Creating A Scheduled Cost Optimization Agent

Let’s create an agent that runs on the 1st of every month, analyzes your AWS infrastructure, and generates a report of cost optimization opportunities. After installing Unpage, create the agent by running:
unpage agent create cost_optimization_monthly
A YAML file will open in your $EDITOR. Paste the following agent definition:
description: Generate monthly cost optimization reports for AWS infrastructure

schedule:
  cron: "0 9 1 * *"  # 9:00 AM on the 1st of every month

prompt: >
  You are a cost optimization specialist analyzing AWS infrastructure for potential savings.

  Generate a comprehensive monthly cost optimization report by:

  1. Using graph tools to discover all AWS EC2 instances and EBS volumes in the infrastructure
  2. For each EC2 instance:
     - Check current instance type and size
     - Analyze CPU and memory utilization metrics from the past 30 days
     - Identify instances with consistently low utilization (< 20% average)
     - Flag instances that appear oversized for their workload
  3. For EBS volumes:
     - Identify unattached volumes that are incurring costs
     - Check for volumes attached to stopped instances
     - Note volumes larger than 1TB that may warrant review
  4. Check for:
     - EC2 instances running in non-production environments
     - Old snapshots that could be deleted
     - Resources tagged as 'temporary' or 'test'

  Format your findings as a structured report with:
  - Executive summary with total estimated monthly savings
  - Detailed findings organized by opportunity type
  - Specific resource IDs, current costs, and recommended actions
  - Priority levels (high, medium, low) for each recommendation

  Be specific with numbers and resource identifiers. Only recommend changes you have
  data to support. If you cannot access certain data, note that in your report.

  At the end, use the pagerduty_create_incident tool to create a low-priority incident
  with your report, so the team can review and act on the recommendations.

tools:
  - "core_current_datetime"
  - "core_calculate"
  - "graph_search_resources"
  - "graph_get_resource_details"
  - "graph_get_resource_map"
  - "metrics_get_metrics_for_node"
  - "metrics_list_available_metrics_for_node"
  - "aws_*"
  - "pagerduty_create_incident"
Let’s break down each section:

Description: What the agent does

The description explains the agent’s purpose.
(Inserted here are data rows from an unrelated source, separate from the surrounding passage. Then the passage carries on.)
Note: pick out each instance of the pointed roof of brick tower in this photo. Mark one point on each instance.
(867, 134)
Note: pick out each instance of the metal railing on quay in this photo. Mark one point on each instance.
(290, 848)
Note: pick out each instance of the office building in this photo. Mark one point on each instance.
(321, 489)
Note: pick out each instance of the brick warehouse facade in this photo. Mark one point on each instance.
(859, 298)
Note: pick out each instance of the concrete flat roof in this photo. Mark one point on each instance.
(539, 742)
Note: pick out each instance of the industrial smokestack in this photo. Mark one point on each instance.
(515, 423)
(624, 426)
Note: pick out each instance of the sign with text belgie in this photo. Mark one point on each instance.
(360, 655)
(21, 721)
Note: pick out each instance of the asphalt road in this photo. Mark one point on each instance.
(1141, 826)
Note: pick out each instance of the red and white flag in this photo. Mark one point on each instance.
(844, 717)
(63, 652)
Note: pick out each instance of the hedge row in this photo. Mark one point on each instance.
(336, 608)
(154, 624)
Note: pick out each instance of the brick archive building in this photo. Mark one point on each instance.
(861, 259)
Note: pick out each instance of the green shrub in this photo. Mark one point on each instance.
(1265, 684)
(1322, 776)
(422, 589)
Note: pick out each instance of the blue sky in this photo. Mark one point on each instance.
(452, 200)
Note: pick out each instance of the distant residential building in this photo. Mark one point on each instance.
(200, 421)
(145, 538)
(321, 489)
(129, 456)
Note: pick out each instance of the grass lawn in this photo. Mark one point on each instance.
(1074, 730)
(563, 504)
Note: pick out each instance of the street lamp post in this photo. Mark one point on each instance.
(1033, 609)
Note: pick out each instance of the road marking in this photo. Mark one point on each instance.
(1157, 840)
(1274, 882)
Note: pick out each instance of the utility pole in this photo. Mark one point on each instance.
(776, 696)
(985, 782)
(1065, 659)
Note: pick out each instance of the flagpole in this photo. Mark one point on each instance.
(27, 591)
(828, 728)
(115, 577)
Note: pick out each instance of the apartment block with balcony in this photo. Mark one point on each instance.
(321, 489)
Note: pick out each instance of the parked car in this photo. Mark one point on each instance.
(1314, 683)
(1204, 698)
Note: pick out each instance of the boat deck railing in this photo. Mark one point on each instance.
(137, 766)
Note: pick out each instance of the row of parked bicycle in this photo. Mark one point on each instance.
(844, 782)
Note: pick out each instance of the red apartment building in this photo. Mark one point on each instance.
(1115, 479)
For scheduled agents, this helps you remember what each agent does when reviewing your list of agents.

Schedule: When the agent runs

The schedule section defines when the agent runs automatically. Unpage supports multiple cron formats: Standard 5-field format (minute precision):
schedule:
  cron: "0 9 1 * *"  # 9:00 AM on the 1st of every month
Extended 6-field format (second precision):
schedule:
  cron: "*/30 * * * * *"  # Every 30 seconds
Convenient aliases:
schedule:
  cron: "@monthly"  # Same as "0 0 1 * *"
  cron: "@weekly"   # Same as "0 0 * * 0"
  cron: "@daily"    # Same as "0 0 * * *"
  cron: "@hourly"   # Same as "0 * * * *"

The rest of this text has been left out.